At the Space Room, we had an easier time finding a table, as it appeared that a few members of our company had joined a religious cult en route. Anyway, they weren’t with us anymore, so elbow room was plentiful. The Space Room gets its fair share of hipsters, but the core clientele, usually clustered around the bar, is made up of graying boomers, hilarious old ladies, and other career drinkers. And while you can order food (the Tater Tots are awash in greasy goodness), the main attraction here is change back from your fiver for a really potent well drink, which can be swilled in a dark lounge that hasn’t had any significant upgrades since the (first) Kennedy assassination, right down to the atomic-age décor. And thanks to the puissance of the cocktails, our conversation became more surreal (and ribald) and, thankfully, steered away from work-related topics. Yes, I know the refrigerator stinks. Can we move on?

We were still ten in number by the time we were ready for our third destination, so I volunteered to seek out appropriate accommodations. Both Bar of the Gods and the Tanker were crammed, so I took a chance on the Mt Tabor Legacy. The doorman charitably waved the cover charge for our posse, and we piled into the Sideshow Lounge, the Day-Glo, circus-themed smaller bar on the premises. But here our morale was dealt a cruel blow. It was comedy night, and the fellow at the mic was attempting to amuse the crowd with a Gilbert Gottfried impersonation. Since the entertainment value generated by Gottfried himself is microscopic, the young mimic wasn’t having much luck. Fortunately, the Mt Tabor Legacy (aka the Tabor; aka Mt Tabor Theater & Pub; aka Sabala’s), a venue that has seen more regime changes than an unstable African nation, has a second, larger room, and on this night a young, Caucasian reggae band was onstage giving it the old college try. A few of us (well, me) tried skanking around the dance floor, which inspired us to down a round of Sessions, that tasty little beer in the stubby bottle that you can always make room for.

Finally, we agreed on a nightcap at Angelo’s, a dive bar that I hadn’t visited in more than a dozen years. I recalled grumpy old men nursing cans of Hamm’s and Budweiser around an unlovely bar in a room that could have been decorated by a chain-saw sculptor, but things had changed dramatically. Now there were surly punk rockers nursing cans of Hamm’s and Budweiser in a room that still had all the rough-hewn charm of a logging-camp canteen. By this stage of the evening, concrete memories are few, but I seem to remember a friendly bartender giving me a complimentary warm energy drink (“They’re promotional.

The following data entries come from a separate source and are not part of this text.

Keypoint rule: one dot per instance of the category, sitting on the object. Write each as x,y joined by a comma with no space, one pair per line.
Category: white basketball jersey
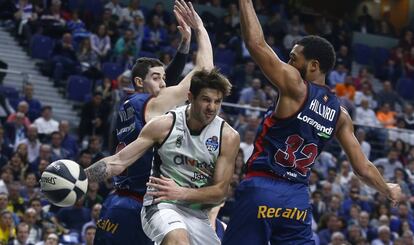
186,157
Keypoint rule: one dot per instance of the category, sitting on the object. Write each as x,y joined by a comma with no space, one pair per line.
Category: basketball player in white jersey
196,153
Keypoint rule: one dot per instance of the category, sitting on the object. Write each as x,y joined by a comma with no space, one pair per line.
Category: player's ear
313,65
139,82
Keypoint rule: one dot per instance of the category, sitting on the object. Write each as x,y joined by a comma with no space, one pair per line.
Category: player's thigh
176,237
120,223
199,227
245,226
158,220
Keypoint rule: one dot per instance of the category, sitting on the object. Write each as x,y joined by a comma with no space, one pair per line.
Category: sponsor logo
322,110
179,141
48,180
265,212
107,225
212,144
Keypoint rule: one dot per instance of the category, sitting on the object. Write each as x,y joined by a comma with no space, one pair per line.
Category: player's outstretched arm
285,77
167,189
154,131
176,95
362,167
176,67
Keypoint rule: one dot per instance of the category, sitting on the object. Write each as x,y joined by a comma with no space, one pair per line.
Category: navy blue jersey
130,121
288,147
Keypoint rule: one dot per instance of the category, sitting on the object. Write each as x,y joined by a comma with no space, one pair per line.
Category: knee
176,237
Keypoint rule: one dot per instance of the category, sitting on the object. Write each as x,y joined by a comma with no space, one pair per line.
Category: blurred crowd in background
100,40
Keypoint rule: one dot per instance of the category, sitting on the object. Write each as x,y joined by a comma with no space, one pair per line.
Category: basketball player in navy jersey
272,202
119,221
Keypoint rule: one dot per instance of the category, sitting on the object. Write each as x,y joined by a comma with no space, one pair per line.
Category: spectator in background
252,92
95,148
115,9
58,152
343,57
5,108
34,104
100,42
367,94
409,63
389,163
365,116
155,35
337,76
22,235
129,12
246,145
388,95
386,116
34,231
125,49
22,107
137,26
408,116
89,235
94,117
16,131
68,140
45,153
45,124
159,10
64,60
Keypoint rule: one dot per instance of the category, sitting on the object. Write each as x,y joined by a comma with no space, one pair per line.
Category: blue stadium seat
112,70
405,88
41,47
79,88
362,54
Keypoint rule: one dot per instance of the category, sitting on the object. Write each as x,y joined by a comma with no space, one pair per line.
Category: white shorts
159,219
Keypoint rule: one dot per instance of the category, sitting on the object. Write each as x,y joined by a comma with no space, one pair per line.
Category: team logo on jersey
212,143
179,141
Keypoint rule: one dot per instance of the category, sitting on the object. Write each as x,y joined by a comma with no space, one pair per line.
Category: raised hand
165,189
188,14
184,29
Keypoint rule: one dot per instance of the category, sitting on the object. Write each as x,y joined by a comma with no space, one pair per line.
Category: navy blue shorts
120,222
270,210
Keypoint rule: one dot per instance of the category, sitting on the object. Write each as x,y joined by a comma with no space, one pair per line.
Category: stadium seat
79,88
405,88
41,47
112,70
362,54
380,56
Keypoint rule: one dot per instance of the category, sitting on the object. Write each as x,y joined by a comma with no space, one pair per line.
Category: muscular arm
280,74
173,96
154,131
175,68
167,189
362,167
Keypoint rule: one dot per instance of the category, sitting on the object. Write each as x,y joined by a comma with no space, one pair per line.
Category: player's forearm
206,195
205,51
251,30
370,175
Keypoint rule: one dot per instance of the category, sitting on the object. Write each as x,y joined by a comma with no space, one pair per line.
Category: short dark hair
142,66
209,79
320,49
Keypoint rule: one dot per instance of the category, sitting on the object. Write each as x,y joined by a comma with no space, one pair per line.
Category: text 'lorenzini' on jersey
188,158
289,146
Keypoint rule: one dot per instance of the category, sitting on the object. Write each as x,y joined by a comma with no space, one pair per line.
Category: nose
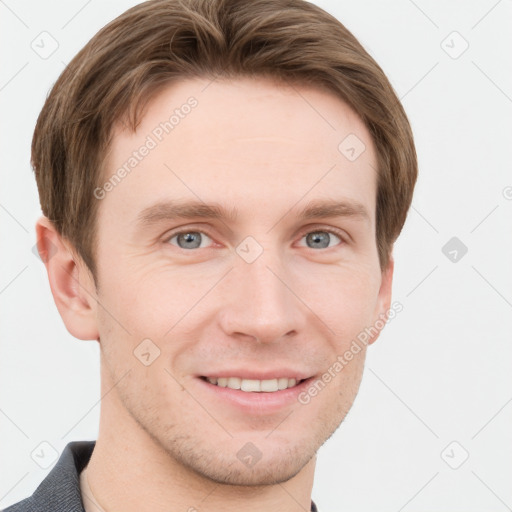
260,302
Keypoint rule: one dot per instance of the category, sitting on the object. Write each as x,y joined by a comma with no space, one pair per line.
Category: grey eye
319,239
189,239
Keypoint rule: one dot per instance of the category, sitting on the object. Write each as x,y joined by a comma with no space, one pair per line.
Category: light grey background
439,374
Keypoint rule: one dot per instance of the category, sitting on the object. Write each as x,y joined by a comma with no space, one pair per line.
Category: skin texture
164,442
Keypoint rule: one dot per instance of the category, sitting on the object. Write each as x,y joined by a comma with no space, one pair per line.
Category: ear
70,280
383,301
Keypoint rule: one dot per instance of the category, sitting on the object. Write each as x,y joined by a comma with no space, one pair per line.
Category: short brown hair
157,42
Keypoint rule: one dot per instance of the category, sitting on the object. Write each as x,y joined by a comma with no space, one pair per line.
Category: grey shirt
60,490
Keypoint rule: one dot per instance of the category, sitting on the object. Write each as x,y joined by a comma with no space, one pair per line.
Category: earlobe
383,300
70,281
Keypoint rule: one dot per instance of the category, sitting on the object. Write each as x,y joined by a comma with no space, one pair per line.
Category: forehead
246,143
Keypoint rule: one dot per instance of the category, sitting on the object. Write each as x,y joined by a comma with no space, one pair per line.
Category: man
222,183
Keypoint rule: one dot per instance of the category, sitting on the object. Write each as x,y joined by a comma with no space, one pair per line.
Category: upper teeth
253,384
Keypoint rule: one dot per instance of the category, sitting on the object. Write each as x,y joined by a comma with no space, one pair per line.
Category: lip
259,375
252,403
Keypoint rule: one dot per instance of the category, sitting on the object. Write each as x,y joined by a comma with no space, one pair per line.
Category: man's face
262,293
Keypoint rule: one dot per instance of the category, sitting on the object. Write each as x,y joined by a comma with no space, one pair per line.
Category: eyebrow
178,209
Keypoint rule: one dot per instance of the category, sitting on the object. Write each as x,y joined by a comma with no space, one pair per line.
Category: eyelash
332,231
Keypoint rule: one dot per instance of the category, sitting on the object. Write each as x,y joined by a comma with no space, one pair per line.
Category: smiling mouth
254,385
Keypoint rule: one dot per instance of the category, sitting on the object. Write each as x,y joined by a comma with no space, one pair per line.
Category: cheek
344,298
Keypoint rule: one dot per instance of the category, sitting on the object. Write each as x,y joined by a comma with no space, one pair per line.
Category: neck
130,471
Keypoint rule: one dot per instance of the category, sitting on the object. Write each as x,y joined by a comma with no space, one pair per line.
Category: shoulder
60,490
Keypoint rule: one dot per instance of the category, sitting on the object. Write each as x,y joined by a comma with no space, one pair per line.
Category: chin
276,469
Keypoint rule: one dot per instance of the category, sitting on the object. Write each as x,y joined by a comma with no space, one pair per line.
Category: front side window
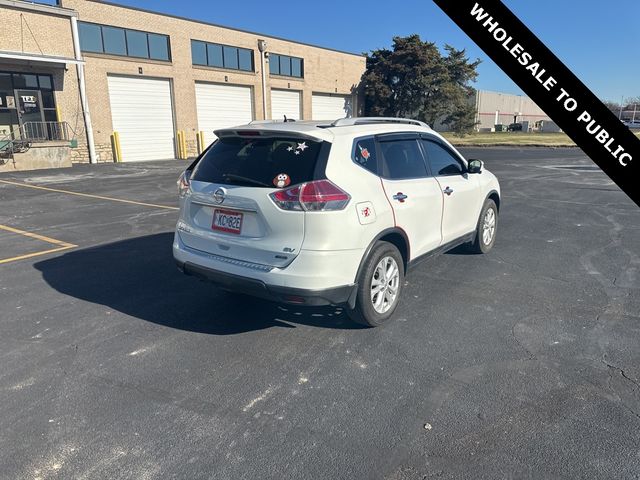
402,159
442,162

We’ve got a bunch of ’em,” she told me), which I promptly chugged in order to ward off the whirlies. The ill-advised potion promptly made my stomach clutch and roll over like a sheepdog, and I knew it was time to get some air and take the shoe-heel express back to my crib. The next morning, the inside of my mouth tasted like sweat socks, vinegar, and misery.

Ah, but such a night. From pink-cheeked lovers straight from the Abercrombie & Fitch catalog to smart-alecky old ladies in bowling shirts, from pale, tentative reggae musicians to simmering souls in leather jackets, we had passed the evening in the company of strangers and hostile natives, and I for one had learned a valuable lesson. Avoid free energy drinks as you would a rabid bat.

Any ideas on where we should go next (besides detox)? Anyone feel like joining us?